Entre as grandes polêmicas que envolvem a educação, facilmente identificada em escolas públicas, está o modo de convivência com estudantes que não tem acesso adequado ao conjunto de direitos básicos. No interior desta polêmica está situado a falta de um consenso mínimo sobre a função da escola, que antes da Constituição Federal, cumpria função de propagar conhecimentos acadêmicos específicos. Estes eram repassados apenas para os estudantes que cumpriam requisitos prévios estabelecidos para frequentar a escola.
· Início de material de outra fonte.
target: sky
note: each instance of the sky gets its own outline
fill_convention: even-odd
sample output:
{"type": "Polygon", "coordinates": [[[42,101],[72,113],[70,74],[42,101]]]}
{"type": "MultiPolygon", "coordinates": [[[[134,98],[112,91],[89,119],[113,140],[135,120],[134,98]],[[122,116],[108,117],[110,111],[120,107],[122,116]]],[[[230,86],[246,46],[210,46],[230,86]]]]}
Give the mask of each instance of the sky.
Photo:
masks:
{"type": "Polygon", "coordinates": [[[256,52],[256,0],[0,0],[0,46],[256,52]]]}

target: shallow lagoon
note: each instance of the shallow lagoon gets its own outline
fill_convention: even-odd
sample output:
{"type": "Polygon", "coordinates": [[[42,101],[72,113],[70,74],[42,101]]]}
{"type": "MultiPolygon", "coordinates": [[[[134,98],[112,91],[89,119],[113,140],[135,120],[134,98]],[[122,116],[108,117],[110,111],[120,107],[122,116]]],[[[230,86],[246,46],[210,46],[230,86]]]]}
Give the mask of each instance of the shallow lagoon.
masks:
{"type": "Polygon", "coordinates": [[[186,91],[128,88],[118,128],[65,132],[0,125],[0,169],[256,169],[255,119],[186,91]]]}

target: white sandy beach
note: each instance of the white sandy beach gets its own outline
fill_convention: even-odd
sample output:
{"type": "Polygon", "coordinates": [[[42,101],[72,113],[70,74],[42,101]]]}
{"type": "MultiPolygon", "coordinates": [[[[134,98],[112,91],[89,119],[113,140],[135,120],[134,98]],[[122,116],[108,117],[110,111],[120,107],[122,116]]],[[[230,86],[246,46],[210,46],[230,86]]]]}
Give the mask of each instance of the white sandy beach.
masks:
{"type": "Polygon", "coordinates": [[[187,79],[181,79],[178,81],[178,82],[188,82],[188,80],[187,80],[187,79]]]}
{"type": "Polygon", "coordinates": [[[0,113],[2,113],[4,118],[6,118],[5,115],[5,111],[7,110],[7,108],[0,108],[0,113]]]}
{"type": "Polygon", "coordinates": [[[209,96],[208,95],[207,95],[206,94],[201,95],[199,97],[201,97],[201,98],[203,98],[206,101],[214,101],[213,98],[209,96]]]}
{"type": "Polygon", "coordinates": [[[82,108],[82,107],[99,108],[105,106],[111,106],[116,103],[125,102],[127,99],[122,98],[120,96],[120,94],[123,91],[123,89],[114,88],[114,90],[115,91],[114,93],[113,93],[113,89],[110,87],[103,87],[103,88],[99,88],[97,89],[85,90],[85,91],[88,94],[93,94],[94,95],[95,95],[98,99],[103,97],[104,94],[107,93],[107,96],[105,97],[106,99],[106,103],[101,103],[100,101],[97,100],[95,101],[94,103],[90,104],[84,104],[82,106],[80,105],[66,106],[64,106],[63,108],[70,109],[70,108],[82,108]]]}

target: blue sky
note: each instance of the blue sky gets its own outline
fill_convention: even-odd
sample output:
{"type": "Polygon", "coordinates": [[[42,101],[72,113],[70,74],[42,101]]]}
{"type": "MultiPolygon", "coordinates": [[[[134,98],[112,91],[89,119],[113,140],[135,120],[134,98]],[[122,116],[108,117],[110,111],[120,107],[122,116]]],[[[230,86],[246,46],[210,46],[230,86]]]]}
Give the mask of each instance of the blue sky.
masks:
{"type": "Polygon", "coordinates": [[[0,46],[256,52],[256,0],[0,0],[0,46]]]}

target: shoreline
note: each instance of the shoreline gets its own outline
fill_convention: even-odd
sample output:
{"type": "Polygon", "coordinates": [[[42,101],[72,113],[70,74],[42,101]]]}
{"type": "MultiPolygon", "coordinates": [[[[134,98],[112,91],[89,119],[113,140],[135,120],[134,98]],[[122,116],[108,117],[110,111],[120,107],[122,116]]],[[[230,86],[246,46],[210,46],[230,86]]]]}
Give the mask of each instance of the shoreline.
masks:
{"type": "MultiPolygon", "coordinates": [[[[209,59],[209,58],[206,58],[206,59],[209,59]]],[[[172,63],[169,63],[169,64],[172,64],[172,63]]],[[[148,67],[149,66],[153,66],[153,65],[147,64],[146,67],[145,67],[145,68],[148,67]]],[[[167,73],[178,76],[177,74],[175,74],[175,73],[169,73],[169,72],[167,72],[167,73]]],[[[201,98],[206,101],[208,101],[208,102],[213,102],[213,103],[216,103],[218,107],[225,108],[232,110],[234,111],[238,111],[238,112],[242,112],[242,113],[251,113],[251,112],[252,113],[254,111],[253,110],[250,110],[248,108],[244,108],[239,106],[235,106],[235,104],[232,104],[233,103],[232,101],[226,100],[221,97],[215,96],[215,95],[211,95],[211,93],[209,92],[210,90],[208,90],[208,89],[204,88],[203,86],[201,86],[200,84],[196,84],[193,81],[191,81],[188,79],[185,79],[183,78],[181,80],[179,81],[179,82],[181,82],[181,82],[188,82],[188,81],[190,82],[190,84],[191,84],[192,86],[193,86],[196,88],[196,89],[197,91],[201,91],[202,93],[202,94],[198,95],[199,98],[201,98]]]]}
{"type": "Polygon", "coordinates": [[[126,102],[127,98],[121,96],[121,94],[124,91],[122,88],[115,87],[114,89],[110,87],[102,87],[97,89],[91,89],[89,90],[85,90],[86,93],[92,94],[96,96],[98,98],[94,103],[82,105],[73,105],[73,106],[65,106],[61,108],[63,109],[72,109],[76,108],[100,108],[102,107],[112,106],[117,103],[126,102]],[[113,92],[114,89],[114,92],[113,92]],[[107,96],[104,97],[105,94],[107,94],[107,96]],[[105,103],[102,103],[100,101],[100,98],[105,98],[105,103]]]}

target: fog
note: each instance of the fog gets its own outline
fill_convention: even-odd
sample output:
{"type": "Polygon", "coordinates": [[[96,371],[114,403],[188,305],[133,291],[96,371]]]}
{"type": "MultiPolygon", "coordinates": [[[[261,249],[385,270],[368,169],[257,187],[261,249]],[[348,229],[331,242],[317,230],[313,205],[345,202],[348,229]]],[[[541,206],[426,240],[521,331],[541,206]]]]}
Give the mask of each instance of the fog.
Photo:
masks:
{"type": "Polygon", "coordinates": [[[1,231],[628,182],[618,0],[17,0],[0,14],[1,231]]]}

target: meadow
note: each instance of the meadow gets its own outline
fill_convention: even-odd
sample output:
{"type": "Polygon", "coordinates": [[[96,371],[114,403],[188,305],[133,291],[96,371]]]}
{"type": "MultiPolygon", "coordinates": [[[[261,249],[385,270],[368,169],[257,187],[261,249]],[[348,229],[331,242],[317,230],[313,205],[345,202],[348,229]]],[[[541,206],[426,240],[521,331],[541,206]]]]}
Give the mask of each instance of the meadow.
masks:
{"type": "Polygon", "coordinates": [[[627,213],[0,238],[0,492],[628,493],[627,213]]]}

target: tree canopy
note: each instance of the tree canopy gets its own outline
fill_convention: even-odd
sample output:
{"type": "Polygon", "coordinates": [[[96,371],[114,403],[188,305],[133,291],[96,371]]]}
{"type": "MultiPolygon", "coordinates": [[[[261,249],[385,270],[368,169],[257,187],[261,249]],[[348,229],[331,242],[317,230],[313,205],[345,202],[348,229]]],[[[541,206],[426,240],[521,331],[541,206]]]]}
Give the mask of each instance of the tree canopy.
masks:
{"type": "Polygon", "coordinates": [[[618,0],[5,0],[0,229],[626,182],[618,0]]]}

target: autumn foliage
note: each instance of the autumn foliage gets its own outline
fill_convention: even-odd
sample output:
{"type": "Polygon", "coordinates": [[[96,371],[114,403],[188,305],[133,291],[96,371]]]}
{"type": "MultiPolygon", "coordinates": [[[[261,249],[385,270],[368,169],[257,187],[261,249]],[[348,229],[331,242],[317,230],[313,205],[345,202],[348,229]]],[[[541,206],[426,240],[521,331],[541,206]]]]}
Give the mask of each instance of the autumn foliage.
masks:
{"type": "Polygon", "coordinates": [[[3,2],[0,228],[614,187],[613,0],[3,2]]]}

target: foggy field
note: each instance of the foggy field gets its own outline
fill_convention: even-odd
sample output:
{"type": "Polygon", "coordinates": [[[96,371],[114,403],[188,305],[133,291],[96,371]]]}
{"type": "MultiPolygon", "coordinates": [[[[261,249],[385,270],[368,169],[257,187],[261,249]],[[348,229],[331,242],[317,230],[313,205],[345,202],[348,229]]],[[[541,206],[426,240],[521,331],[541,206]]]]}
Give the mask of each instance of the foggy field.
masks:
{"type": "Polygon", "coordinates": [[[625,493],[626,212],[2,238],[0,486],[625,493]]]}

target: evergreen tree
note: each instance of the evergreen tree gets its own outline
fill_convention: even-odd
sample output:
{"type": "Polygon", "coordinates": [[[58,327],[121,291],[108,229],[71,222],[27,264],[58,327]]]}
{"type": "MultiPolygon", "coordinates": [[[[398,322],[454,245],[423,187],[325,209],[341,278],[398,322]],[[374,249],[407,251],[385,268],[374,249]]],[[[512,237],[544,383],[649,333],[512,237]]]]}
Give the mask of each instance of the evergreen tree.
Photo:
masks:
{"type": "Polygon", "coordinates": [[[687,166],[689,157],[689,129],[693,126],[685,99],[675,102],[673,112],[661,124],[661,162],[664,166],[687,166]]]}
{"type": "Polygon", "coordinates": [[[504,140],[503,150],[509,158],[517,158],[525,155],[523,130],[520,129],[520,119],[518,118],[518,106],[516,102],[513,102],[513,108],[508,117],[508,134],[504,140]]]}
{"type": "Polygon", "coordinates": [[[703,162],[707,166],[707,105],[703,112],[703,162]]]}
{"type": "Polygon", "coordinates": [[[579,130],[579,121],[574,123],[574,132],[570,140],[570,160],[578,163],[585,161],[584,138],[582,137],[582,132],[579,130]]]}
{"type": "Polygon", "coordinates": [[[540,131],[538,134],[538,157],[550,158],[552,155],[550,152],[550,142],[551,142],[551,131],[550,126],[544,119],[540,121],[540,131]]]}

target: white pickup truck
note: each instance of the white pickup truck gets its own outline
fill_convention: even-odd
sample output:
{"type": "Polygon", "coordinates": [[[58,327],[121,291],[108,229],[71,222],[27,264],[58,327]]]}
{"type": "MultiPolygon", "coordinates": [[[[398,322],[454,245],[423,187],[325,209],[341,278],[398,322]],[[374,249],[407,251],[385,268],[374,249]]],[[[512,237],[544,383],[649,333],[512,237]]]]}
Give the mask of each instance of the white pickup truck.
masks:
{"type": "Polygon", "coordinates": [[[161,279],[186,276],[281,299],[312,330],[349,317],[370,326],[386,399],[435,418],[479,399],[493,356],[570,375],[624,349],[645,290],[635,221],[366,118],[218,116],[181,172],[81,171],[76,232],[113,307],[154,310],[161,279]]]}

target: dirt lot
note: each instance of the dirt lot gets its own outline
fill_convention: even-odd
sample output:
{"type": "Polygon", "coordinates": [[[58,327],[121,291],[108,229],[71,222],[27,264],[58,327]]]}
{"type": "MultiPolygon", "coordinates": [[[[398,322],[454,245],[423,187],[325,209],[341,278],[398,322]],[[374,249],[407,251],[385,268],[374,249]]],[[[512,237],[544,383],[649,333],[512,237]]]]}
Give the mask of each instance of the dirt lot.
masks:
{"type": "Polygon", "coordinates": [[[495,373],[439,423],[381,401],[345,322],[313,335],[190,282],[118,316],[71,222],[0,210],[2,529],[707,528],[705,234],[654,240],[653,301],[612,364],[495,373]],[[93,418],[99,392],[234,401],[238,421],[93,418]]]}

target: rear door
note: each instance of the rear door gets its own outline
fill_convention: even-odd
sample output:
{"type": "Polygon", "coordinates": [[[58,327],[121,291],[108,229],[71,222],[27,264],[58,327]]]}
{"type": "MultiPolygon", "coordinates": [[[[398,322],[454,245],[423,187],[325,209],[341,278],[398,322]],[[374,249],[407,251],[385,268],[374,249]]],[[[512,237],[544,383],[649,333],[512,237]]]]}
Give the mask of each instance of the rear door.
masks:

No novo contexto para educação estabelecido pela Constituição Federal de 1988, os estabelecimentos de ensino passaram a ser normatizados por uma nova lei conhecida como LDB (Lei 9394 de 1996). A partir dela, a escola regular passa a atender as peculiaridades dos estudantes, que passou a ser denominada de educação especial, que deve ser feita em classes com serviços especializados, quando não possível a integração no ensino regular. A LDB atende, também, uma imposição da Lei Federal 8.069, de 13 de julho de 1990, conhecida como Estatuto da Criança e do Adolescente (ECA). O ECA estabelece que os direitos e os deveres da criança e do(a) adolescente são de responsabilidades do Estado, da sociedade e da família, passando a ter prioridade no que se refere às políticas públicas, incluindo a destinação e liberação de recursos financeiros.

A política pública destinada para viabilização dos direitos e dos deveres da sociedade para com as crianças e adolescentes foi normatizada em 2012 com a criação da lei que regulamenta o Sistema Nacional de Atendimento Socioeducativo (SINASE). O SINASE determina que a Socioeducação seja executada sob a responsabilidade Estado com o objetivo de integrar ou reintegrar na sociedade o jovem que praticou atos em confronto ou conflito com a lei. Para que a política pública da socioeducação seja mais do que uma lei, é necessário canalizar mais investimentos materiais, humanos e financeiros, incluindo um exercício de aperfeiçoamento das relações entre escola, promotoria pública e assistência social.